Il simbolo dell’opera è una foto. Un ragazzo down seduto con un cartello al collo, sul quale è scritta una didascalia enigmatica: “Seconda soluzione d’immortalità (l’universo è immobile). L’autore è Gino De Dominicis, discusso protagonista dell’arte italiana nel secondo dopoguerra, e il luogo la XXXVI Biennale di Venezia del 1972. Un evento epocale di cui si è parlato al Macro di Roma il 9 settembre, in occasione dell’iniziativa Un’opera per il ciclo Agorà. Il musicologo, storico e collezionista Giuseppe Garrera ha infatti analizzato quanto accadde.

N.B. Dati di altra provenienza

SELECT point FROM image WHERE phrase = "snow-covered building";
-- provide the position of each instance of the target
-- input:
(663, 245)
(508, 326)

Un’idea profonda ridotta a gossip da una narrazione semplicistica. A giudicare dall’isteria esplosa subito dopo l’apertura al pubblico della celebre sala 26 aveva ragione l’artista nativo di Ancona, fiero nemico di ogni riproduzione. “La foto”, sottolinea Garrera in un passaggio dell’incontro, “per De Dominicis riproduce la volgarità, la presunzione e spesso l’ottusità di chi guarda. E questa è un’opera che rispecchia i pregiudizi del mondo “. E fu quel mondo infatti a definire il ragazzo sulla sedia “mongoloide”, “minorato”, “subnormale”.
L’aspetto scandalistico oscurò i molti significati dell’opera. Come il concetto del tempo da sconfiggere per disinnescare la morte. Idea espressa dalla palla di gomma di fronte a Paolo Rosa, ferma in attesa del rimbalzo nell’attimo in cui l’universo è immobile. Richiamo, questo, al titolo stesso dell’opera. L’immortalità del corpo importante come quella dell’anima. E poi c’è la celebre risata che accoglie il visitatore. Il ghigno sguaiato di chi si fa beffe del tempo e della morte, di chi ha conquistato l’eternità.

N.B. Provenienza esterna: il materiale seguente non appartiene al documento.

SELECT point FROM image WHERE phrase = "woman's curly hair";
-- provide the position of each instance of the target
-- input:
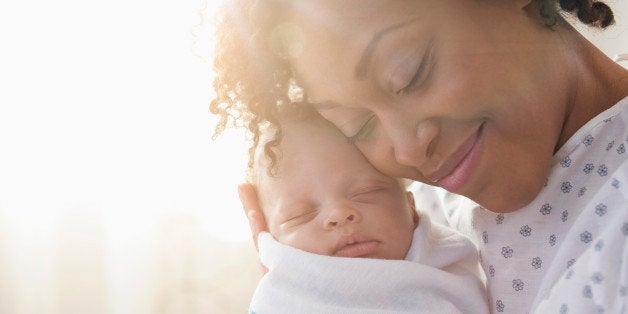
(254, 81)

Di tutto ciò che è stato De Dominicis alla Biennale del ’72 non rimane però che “il minorato esposto”, trattato come un mostro da occultare alla vista. Immeritevole perfino d’essere definito con rispetto, con dignità. Il trionfo di “Seconda soluzione d’immortalità” è forse proprio questo: aver smascherato la disumanità del mondo. L’ipocrisia di quella bontà incapace di amare.